Someone releasing (I say releasing and not maintaining, because I'm certain a
good number of the npm packages available are effectively unmaintained) a
package should be sufficiently aware of both the language and the package
manager itself to understand how they work.

In my earlier tale I mentioned a package that was included 9 times. I _tried_
to dig into finding why the various dependencies have such old versions, but I
gave up in sake of my own sanity when I discovered this scenario:

The project requires 47 packages at the top level, 33 of which have exact
version match requirements.

One of the dependencies is `grunt-contrib-watch` with an exact version
requirement of 0.6.1.

That package has a dependency on `tiny-lr-fork` with yet another exact version
requirement of 0.0.5. But it gets worse, because `tiny-lr-fork` (as the name
suggests) is a fork of an older package called `tiny-lr` which was
unmaintained for a while.

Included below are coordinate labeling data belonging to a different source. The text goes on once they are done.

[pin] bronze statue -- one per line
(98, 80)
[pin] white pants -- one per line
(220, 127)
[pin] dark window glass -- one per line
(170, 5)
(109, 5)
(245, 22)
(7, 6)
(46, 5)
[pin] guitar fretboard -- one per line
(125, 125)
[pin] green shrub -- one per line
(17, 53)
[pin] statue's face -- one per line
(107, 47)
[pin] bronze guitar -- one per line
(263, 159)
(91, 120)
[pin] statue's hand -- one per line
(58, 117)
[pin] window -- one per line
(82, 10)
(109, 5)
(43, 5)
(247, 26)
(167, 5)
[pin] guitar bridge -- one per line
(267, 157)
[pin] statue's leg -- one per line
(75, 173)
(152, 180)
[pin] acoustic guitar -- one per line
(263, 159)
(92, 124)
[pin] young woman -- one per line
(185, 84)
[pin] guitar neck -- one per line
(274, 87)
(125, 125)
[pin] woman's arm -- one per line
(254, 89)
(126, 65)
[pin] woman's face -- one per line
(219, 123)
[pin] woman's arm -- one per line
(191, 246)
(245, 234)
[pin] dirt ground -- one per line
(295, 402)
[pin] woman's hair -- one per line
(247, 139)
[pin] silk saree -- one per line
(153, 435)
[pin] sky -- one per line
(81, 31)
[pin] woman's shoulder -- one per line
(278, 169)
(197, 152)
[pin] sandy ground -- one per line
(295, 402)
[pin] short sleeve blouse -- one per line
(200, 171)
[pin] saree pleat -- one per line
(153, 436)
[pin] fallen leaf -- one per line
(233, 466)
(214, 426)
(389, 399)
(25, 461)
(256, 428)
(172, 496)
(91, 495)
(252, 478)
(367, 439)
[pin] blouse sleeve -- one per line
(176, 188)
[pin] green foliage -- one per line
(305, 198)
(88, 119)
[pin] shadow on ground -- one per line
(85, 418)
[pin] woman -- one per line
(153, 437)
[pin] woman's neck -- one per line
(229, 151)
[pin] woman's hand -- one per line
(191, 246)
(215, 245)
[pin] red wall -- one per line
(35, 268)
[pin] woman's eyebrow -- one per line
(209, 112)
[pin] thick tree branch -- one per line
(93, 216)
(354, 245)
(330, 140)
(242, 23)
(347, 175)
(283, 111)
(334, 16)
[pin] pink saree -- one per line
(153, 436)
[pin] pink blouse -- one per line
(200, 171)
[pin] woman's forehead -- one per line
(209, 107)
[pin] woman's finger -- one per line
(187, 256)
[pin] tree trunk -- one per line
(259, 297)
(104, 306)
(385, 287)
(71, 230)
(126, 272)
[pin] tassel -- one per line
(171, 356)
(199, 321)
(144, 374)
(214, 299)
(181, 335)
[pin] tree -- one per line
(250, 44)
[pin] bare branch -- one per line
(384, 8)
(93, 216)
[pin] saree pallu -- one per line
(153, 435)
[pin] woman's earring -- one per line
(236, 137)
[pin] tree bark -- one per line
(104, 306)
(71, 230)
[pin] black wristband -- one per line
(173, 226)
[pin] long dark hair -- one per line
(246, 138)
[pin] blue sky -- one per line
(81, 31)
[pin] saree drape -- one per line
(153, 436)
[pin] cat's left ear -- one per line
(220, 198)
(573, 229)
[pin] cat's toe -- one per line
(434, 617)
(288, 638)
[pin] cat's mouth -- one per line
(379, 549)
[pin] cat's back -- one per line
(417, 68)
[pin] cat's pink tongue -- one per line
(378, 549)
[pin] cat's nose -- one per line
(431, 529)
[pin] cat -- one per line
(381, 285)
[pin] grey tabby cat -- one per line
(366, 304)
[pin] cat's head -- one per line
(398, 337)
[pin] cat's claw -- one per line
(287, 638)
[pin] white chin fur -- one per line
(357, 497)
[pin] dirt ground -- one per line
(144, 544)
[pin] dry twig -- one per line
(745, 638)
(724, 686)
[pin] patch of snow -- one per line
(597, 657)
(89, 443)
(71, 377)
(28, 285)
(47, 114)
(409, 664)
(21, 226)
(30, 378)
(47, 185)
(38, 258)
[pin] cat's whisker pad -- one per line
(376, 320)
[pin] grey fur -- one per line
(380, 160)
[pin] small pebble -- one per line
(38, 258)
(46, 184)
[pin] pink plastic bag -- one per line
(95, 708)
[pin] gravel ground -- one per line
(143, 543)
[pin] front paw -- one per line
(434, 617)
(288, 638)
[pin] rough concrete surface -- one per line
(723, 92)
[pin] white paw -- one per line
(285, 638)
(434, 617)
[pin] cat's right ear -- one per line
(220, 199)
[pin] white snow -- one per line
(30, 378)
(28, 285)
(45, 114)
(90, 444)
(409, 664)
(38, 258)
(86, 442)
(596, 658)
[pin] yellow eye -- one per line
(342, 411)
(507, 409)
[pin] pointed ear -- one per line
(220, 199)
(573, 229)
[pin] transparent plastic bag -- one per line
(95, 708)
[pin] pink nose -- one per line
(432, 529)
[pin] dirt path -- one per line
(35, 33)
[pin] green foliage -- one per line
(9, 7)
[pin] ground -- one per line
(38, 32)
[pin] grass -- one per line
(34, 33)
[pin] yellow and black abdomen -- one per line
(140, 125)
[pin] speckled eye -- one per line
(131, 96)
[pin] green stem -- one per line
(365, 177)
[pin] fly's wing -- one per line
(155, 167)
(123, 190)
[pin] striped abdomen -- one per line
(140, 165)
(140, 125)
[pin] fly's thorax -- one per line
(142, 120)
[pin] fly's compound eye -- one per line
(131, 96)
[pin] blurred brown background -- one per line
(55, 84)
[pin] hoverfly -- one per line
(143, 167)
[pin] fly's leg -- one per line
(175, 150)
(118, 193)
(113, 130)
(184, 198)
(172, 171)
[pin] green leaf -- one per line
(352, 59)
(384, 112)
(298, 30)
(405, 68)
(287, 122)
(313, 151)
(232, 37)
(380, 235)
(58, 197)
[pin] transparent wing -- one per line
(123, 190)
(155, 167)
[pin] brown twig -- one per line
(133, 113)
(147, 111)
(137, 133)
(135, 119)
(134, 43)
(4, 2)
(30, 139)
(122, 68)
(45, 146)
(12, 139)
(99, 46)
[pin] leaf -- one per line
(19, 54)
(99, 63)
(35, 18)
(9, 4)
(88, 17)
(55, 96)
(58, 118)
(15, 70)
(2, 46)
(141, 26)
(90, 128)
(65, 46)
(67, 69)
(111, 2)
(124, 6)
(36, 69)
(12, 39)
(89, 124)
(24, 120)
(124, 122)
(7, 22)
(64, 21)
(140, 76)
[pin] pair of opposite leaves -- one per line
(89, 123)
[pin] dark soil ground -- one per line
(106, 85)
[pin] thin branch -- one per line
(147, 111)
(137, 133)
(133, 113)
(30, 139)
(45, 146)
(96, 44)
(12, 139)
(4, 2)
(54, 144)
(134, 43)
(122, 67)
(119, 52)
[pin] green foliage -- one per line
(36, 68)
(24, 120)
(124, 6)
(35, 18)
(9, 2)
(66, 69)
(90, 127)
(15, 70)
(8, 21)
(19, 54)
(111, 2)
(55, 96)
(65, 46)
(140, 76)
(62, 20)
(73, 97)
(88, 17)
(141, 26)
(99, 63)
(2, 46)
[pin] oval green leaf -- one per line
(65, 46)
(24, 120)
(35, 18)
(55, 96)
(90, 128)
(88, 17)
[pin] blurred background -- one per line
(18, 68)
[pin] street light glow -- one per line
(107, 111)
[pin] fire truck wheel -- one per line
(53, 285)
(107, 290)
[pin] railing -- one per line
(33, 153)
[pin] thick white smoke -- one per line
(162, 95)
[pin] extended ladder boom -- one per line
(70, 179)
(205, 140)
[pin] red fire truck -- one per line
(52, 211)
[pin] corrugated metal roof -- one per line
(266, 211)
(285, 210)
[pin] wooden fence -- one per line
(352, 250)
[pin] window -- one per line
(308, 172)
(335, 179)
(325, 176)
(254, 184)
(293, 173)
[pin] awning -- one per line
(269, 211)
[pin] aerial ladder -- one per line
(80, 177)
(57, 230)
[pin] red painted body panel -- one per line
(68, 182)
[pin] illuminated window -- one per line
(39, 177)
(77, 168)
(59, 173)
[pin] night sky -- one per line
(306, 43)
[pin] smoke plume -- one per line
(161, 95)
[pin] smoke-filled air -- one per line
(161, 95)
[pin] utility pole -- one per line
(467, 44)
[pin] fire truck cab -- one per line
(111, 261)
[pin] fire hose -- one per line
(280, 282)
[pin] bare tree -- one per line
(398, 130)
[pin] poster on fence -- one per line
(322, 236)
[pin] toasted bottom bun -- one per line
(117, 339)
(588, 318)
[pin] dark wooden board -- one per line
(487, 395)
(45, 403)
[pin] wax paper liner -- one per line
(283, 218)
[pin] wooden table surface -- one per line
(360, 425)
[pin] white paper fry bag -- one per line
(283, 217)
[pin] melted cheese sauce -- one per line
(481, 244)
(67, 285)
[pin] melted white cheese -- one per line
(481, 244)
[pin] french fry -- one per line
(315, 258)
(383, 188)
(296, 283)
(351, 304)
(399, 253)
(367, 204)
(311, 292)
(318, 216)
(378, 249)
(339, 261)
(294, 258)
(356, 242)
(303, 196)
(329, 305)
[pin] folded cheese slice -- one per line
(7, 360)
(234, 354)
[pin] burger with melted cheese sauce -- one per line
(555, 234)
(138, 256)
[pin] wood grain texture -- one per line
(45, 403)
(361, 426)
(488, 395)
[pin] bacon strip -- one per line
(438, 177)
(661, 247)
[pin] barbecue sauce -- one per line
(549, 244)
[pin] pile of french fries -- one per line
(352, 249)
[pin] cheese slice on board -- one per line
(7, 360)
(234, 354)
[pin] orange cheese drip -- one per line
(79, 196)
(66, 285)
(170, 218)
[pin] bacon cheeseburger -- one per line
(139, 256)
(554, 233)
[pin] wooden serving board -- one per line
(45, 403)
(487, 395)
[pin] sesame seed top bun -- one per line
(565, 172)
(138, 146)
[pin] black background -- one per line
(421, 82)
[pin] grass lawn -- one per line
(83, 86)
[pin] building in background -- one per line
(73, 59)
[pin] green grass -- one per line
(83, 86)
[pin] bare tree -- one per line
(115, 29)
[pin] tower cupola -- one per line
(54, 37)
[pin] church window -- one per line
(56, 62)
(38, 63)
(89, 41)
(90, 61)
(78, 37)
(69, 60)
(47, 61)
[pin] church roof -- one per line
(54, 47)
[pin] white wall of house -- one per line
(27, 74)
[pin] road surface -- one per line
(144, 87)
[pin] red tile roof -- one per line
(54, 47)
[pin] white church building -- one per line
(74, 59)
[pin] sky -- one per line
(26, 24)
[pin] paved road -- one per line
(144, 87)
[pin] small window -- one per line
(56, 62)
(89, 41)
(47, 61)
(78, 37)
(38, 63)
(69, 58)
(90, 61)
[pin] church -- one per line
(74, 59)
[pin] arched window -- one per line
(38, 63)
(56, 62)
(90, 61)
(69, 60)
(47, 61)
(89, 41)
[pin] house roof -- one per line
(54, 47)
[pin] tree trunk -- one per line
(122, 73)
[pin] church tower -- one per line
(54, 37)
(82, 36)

But now, `tiny-lr` is _more_ up-to-date than the
fork is (and more confusingly, the `fork` npmjs page points to the upstream
github repo, NOT the fork repo).

And that is where we find our dependency on `qs` with a "approximate" (as npm
calls it) version requirement of ~0.5.2

I actually dug a little further with a one-liner I found to identify (and
count) the duplicated dependencies from the tree: 120 unique packages, the
highest dupe count is 24. TWENTY FOUR copies of the same module, again ranging
from 0.X releases to 3.x.

The node_modules directory is 200MB. The entire back-end application that
actually makes the fucking thing work, is 1.1MB.

Are you FUCKING KIDDING ME!?